When I read about the system versioned (and bitemporal) tables in MariaDB, I was both surprised and delighted. This kind of data versioning is thought of as standard in the “immutable” databases that are big in Clojureland, such as Datomic and XTDB. On the other hand, these databases in Clojureland are usually EAVT based and not the “usual” relational kind. After a little thinking I could think of a bunch of really tricky issues that could arise from system versioning (eg having a by-default immutable log of all changes to some piece of data) in a relational context. The first being foreign keys.
If you create a foreign key in MariaDB without any further specifiers, it assumes ON UPDATE RESTRICT ON DELETE RESTRICT
, meaning no referenced key could be changed and no referenced row could be deleted. Just consider this: if there’s a row in some table referencing a row in another, system versioned table, can the row in the system versioned “parent” table be deleted? After all the referenced version of the row will still exist… Or in a similar scenario if the “child” row is system versioned and updated to now reference a different row, will both of those referenced rows be RESTRICT
ed? After all, both referencing rows will still exist… Of course I had to try.
create table users (
id int not null auto_increment primary key,
name varchar(50) not null
) with system versioning;
create table profiles (
id int not null auto_increment primary key,
user_id int not null references users(id)
) with system versioning;
I tested with these minimal tables and found the following. For the exceptionally lazy reader: foreign keys work with current values and disregard history. On the other hand table schema is not and cannot be versioned.

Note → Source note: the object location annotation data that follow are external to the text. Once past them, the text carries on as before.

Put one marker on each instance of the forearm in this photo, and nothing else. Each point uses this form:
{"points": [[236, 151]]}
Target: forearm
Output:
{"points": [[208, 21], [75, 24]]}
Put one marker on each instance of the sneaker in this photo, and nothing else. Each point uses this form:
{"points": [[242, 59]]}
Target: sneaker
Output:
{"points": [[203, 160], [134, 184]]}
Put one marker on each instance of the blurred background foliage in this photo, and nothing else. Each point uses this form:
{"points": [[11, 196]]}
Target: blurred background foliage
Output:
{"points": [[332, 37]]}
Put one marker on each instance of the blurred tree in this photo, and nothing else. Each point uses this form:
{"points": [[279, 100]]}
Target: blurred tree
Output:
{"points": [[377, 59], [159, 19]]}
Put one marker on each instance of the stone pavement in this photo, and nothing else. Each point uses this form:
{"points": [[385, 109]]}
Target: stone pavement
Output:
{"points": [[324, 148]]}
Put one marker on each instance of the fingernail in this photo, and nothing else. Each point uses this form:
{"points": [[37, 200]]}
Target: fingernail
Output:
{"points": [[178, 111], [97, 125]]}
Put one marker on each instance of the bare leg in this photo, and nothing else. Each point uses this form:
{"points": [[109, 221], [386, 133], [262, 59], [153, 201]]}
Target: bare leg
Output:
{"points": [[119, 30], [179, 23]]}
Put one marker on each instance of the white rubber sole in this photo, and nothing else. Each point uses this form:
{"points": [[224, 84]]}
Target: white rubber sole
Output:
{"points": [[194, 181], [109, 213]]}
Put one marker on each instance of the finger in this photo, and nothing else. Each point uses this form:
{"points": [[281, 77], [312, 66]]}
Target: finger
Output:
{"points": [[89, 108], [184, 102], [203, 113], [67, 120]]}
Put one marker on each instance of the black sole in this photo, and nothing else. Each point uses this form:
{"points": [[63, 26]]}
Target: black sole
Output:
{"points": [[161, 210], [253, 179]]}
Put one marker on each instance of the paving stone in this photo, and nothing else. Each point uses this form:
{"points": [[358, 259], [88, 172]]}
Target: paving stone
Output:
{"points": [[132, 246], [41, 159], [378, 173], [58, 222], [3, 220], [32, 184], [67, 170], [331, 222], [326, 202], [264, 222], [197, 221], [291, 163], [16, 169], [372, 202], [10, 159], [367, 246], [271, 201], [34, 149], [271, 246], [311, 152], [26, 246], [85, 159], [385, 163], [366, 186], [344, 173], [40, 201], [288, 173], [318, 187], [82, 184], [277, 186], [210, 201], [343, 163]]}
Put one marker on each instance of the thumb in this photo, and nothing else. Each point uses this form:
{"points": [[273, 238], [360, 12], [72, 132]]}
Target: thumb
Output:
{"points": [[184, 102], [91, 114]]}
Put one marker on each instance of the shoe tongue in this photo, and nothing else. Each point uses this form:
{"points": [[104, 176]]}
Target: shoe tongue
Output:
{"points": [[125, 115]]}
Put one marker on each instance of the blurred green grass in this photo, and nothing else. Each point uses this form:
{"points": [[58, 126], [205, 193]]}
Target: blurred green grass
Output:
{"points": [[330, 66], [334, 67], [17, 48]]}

The foreign key constraint still holds, meaning I can’t delete a row from users
as long as it’s referenced from any “current” row in profiles
. Likewise I can’t UPDATE
the referenced key either.
This also means that the foreign key constraint stops holding once the referencing row (in profiles
) is marked as deleted, even if it can still be inspected and even used using historical queries with AS OF
or FOR
.
Similarly, if the child row in profiles
is updated to reference a different row (change user_id
from 1 to 2), then only the id = 2 row in users
will have be RESTRICT
ed and not the former parent.
One big catch with the system versioned tables of MariaDB is that they cannot be ALTER
ed even if they have no rows whatsoever. System versioning either has to be dropped from the table with ALTER TABLE profiles DROP SYSTEM VERSIONING
or the @@system_versioning_alter_history
setting has to be changed. It’s a bummer because it means that either you lose history or you can’t trust it anymore (since it can be altered).